Autumn Equinox, the poor relation of all the Sabbats. We are on familiar ground with the customs of all the others; Samhain, Yule, Imbolc, Ostara, Beltane, Summer Solstice, Lammas. The names are paganised nowadays, but those of us old enough to have had legally compulsory daily hymn singing at school, know them from the church approved versions of our youth. We are familiar with what these festivities are, what they mean to us, from early years. But Mabon? Mabon is the black sheep.
First up it was only named in 1970, by a known person. This makes it a ‘made-up’ festival (unlike the others…). This middle of the three harvest celebrations marks what I recall from my own childhood as the first religious highlight of the school term. Traditionally the Church celebrates on the Sunday near or on the Harvest Moon. This is the full Moon that occurs closest to the autumn equinox, which this year grew to golden glory on the 15-16th September, making last Sunday (the 18th), Harvest Festival in the Church calendar. Unlike that other lunar based moveable feast of Easter, its counterpart on the opposite side of the Wheel, it never acquired any holiday time, probably because it falls at such a vitally busy period. We used to bring in to school homegrown produce to be sent to those in need; vegetables and apples, jars of freshly made jam, but health & safety in the intervening years meant that my children got to take tins of food to their schools… not quite the same!

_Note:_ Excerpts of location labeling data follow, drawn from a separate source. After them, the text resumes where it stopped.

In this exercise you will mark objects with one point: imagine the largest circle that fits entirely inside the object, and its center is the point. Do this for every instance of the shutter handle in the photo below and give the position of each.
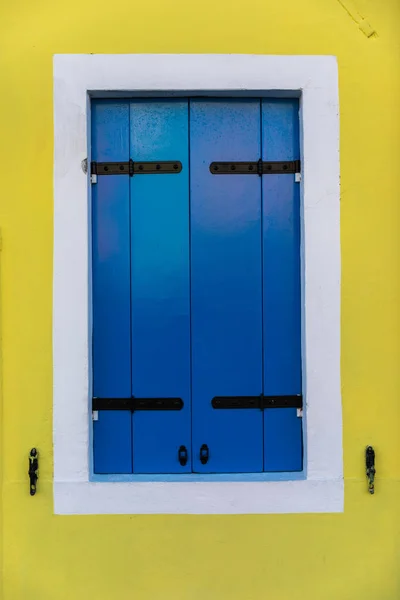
(182, 455)
(204, 454)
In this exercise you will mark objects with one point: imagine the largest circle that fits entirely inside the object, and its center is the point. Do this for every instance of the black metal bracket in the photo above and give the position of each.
(33, 470)
(370, 468)
(135, 168)
(204, 454)
(260, 402)
(133, 404)
(182, 455)
(260, 167)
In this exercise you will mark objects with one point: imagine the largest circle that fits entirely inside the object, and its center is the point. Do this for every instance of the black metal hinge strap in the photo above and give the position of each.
(260, 167)
(136, 168)
(134, 404)
(260, 402)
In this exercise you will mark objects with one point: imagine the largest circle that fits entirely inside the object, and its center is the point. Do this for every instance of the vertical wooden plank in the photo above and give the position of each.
(225, 284)
(111, 288)
(281, 280)
(160, 285)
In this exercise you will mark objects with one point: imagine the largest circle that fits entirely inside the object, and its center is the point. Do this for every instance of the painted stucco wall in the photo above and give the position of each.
(346, 556)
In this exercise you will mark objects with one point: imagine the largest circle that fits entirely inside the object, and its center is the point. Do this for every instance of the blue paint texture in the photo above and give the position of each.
(196, 288)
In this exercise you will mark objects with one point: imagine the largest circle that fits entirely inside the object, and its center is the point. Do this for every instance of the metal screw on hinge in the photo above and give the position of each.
(370, 468)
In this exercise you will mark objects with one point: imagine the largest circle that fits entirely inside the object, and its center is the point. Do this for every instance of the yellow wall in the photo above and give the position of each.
(350, 556)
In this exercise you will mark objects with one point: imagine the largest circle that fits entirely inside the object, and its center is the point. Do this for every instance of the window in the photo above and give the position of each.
(81, 81)
(196, 287)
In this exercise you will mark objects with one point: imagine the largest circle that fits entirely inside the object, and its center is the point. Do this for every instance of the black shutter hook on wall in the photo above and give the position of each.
(33, 470)
(370, 468)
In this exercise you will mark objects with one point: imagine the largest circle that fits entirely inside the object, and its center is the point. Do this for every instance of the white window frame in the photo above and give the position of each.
(314, 79)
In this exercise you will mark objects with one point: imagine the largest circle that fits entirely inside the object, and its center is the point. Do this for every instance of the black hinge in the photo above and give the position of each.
(134, 404)
(261, 167)
(260, 402)
(136, 168)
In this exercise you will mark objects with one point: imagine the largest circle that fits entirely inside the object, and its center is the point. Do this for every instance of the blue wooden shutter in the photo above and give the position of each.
(111, 289)
(281, 287)
(226, 285)
(160, 285)
(196, 295)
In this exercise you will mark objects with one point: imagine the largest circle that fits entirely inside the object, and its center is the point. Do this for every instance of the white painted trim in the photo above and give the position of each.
(315, 79)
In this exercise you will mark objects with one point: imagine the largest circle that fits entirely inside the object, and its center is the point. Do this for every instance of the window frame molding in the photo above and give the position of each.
(314, 79)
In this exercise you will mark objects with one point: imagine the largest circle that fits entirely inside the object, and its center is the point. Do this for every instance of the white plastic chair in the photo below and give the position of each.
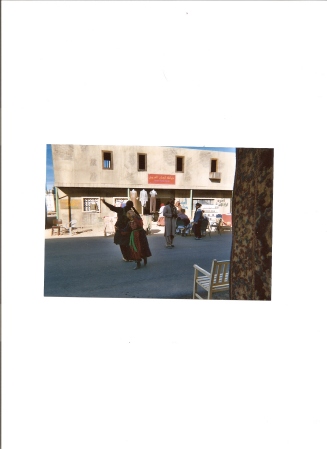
(71, 227)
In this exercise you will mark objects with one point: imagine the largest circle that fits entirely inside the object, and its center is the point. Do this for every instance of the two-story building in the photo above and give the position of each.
(148, 175)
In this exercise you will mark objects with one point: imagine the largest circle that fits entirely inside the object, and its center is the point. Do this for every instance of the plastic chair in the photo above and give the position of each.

Our present day detachment from the rural cycle has accompanied the removal of our dependence upon local foodstuffs, so harvest simply doesn’t mean much these days, not in the ‘how pleasant will life be this winter?’ way it did until fairly recently. What might Mabon (previously known as Harvest Festival) mean to us in 2016?
(Parking that question for a parenthesised paragraph, I’d like to remind those suffering from premature annunciations each year on Sept 21st that the autumnal equinox falls on the 23rd, give or take a day. This year, to be precise, at 1421h UTC on the 22nd.)
I have wondered about it in the past but this year, so soon after my recent visit to Cae Mabon, where part of the story of the hero of that name was related with such spirit, I felt moved to think about it.
Mabon is the middle of the three harvesting festivals. The work of the year reaches a frenzy of picking, preserving, and packing away of the fruits of our (or others) labours. Time to pause and take stock comes at Samhain, at the end of the harvest which started at Lammas, but for now we can count on a period of work, active devotion to the processes of our lives, gathering in as we prepare to feed ourselves while making plans in the months ahead. In this time of evenings which are neither one thing nor the other, half light half dark, we sit outside in the last of the sunshine knowing that in a few minutes the night will fall; catching up with friends takes place in snatched moments between all that shifting into the dark season entails, and brainstorming future projects.
The sun shines on
Merry Easter to those in the other hemisphere, and Merry Mabon to those closer to home. How to celebrate or mark it is more or less up to individual tastes; now that the redistribution of surplus fresh food to those lacking is deemed unsafe, perhaps make an equivalent gesture in a more magickal way, by conjuring for a better, fairer future using the resources you have to hand?
These pagan festivals of ours, rooted in Church festivals of past centuries, in turn rooted in earlier festivals of this land, continue to grow and take shapes as our culture alters. Corn dolls and Harvest Suppers have faded, perhaps to be replaced with carefully constructed photo albums and tales of summer adventures, full of insights to share. Long dark nights are on the horizon, during which we can sit with friends around fires, philosophising, enjoying what we do have, and feeling inspired about what we can grow next year.